NFS Version 3 (NFS 3) was the first major revision to NFS since the protocol was commercially released. As such, NFS 3 was designed to correct many of the problems that had been experienced with NFS. But NFS 3 was not a total rewrite. According to Pawlowski et al., there were three guiding principles in designing NFS 3:

Keep it simple.
Get it done in a year.
Avoid anything controversial.

Thus, while NFS 3 allows for improved performance and access to files larger than 4 GB, it does not make any fundamental changes to the overall NFS architecture. (That has been relegated to NFS Version 4.)

As a result of the design criteria, there are relatively few changes between the NFS 2 and NFS 3 protocols:

File handle size was increased from a fixed-length 32-byte block of data to a variable-length array with a maximum length of 64 bytes.
The maximum size of data that can be transferred using READ and WRITE procedures is now determined dynamically by the values returned by the FSINFO function. The maximum lengths for filenames and pathnames are now similarly specified.
File lengths and offsets were extended from four bytes to eight bytes.^[10]

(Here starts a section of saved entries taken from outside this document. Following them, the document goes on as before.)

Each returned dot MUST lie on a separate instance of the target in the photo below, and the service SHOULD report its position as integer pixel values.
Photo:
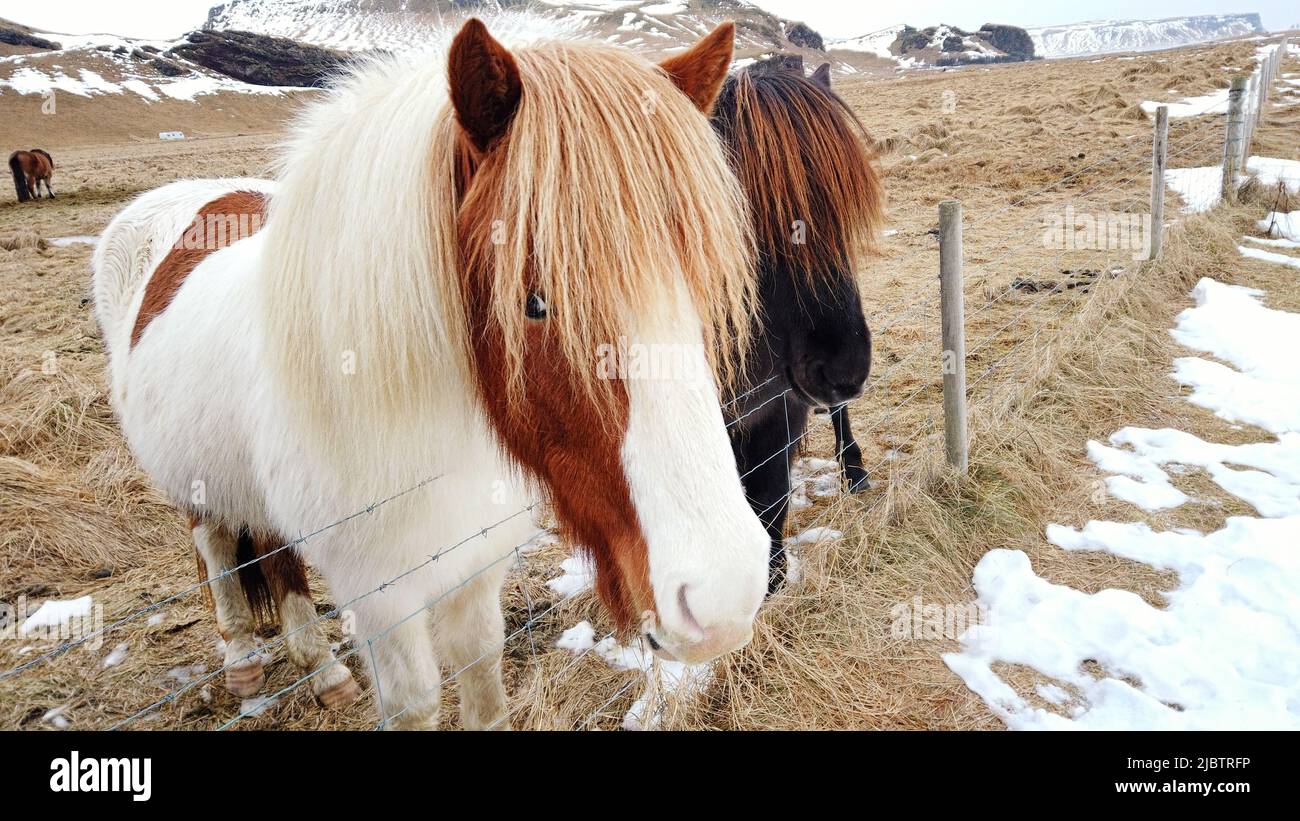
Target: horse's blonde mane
(611, 191)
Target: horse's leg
(393, 635)
(332, 682)
(848, 452)
(234, 617)
(469, 630)
(765, 456)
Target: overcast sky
(833, 18)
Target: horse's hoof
(858, 482)
(341, 694)
(246, 678)
(775, 574)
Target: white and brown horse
(345, 347)
(30, 169)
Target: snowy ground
(1199, 187)
(1225, 651)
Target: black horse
(817, 202)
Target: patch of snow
(56, 613)
(1264, 387)
(1286, 225)
(55, 717)
(1268, 256)
(579, 576)
(1225, 652)
(1212, 103)
(1197, 186)
(579, 638)
(255, 707)
(116, 656)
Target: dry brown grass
(78, 517)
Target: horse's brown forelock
(593, 505)
(802, 155)
(601, 199)
(181, 260)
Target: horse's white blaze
(703, 541)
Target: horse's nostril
(685, 609)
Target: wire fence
(1010, 324)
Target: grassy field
(1064, 346)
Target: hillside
(53, 95)
(1135, 35)
(644, 25)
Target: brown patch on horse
(200, 565)
(700, 70)
(243, 207)
(268, 573)
(584, 470)
(807, 168)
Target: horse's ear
(822, 77)
(701, 70)
(485, 86)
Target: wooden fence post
(1158, 157)
(1233, 140)
(956, 437)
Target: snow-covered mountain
(940, 46)
(645, 25)
(1112, 35)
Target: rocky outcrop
(259, 59)
(804, 37)
(1008, 39)
(17, 35)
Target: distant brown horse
(30, 169)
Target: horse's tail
(268, 573)
(20, 179)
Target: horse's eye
(536, 307)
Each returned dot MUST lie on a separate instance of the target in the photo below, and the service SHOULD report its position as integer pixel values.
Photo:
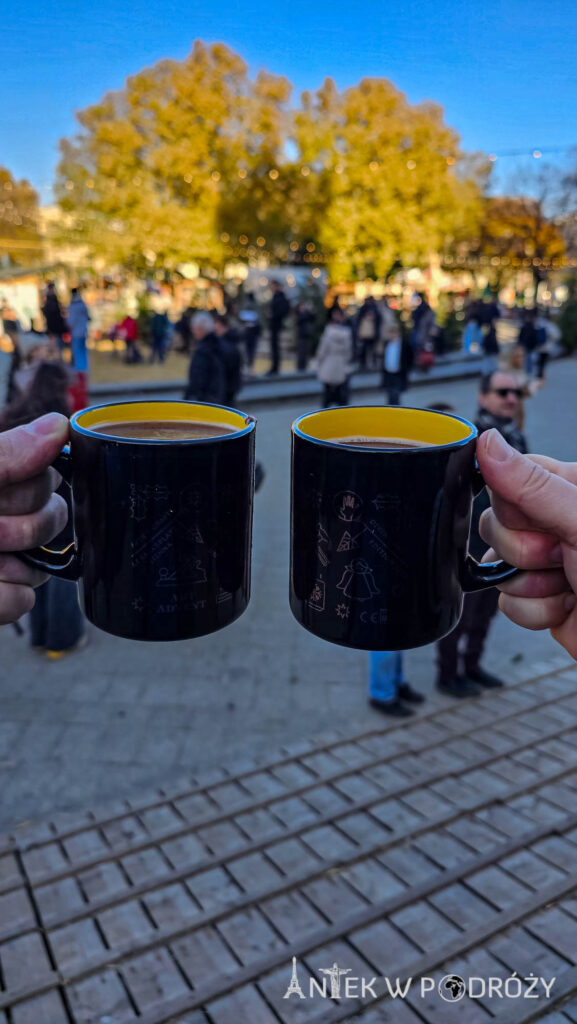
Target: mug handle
(480, 576)
(63, 564)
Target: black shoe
(393, 708)
(484, 678)
(406, 692)
(458, 687)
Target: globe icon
(452, 988)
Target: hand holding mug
(30, 512)
(533, 524)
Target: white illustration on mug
(322, 538)
(181, 578)
(384, 501)
(358, 582)
(349, 542)
(342, 610)
(347, 506)
(318, 596)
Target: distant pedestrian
(230, 342)
(368, 333)
(55, 324)
(459, 672)
(183, 331)
(280, 308)
(423, 322)
(206, 374)
(388, 690)
(160, 334)
(333, 359)
(56, 623)
(127, 331)
(529, 340)
(304, 325)
(398, 360)
(78, 320)
(490, 349)
(251, 329)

^[10] Future versions of NFSóor any other filesystemówill not likely need to use more than eight bytes to represent the size of a file: eight bytes can represent more than 1.7 x 10¹³ MB of storage.
RPC errors can now return data (such as file attributes) in addition to returning codes.
Additional file types are now supported for character- and block-device files, sockets, and FIFOs. In some cases, this actually increases the potential vulnerability of the NFS server.
An ACCESS procedure was added to allow an NFS client to explicitly check to see if a particular user can or cannot access a file.

Because RPC allows a server to respond to more than one version of a protocol at the same time, NFS 3 servers are potentially able to support the NFS 2 and 3 protocols simultaneously so that they can serve older NFS 2 clients while allowing easy upgradability to NFS 3. Likewise, most NFS 3 clients could continue to support the NFS 2 protocol as well so that they can speak with old and new servers.^[11]

^[11] However, as the years pass, there is likely to be less need for Version 2 support. Good software engineering and security practice would suggest that the code for Version 2 compatibility be dropped rather than leave open the possibility of compromise via a lurking bug.

This need for backward compatibility effectively prevented the NFS 3 designers from adding new security features to the protocols. If NFS 3 had more security features, an attacker could avoid them by resorting to NFS 2. On the other hand, by changing a site from unsecure RPC to secure RPC, a site can achieve secure NFS for all of its NFS clients and servers, whether they are running NFS 2 or NFS 3.

If your system supports NFS over TCP links, you should configure it to use TCP and not UDP unless there are significant performance reasons for not doing so. TCP-based service is more immune to denial of service problems, spoofed requests, and several other potential problems inherent in the current use of UDP packets.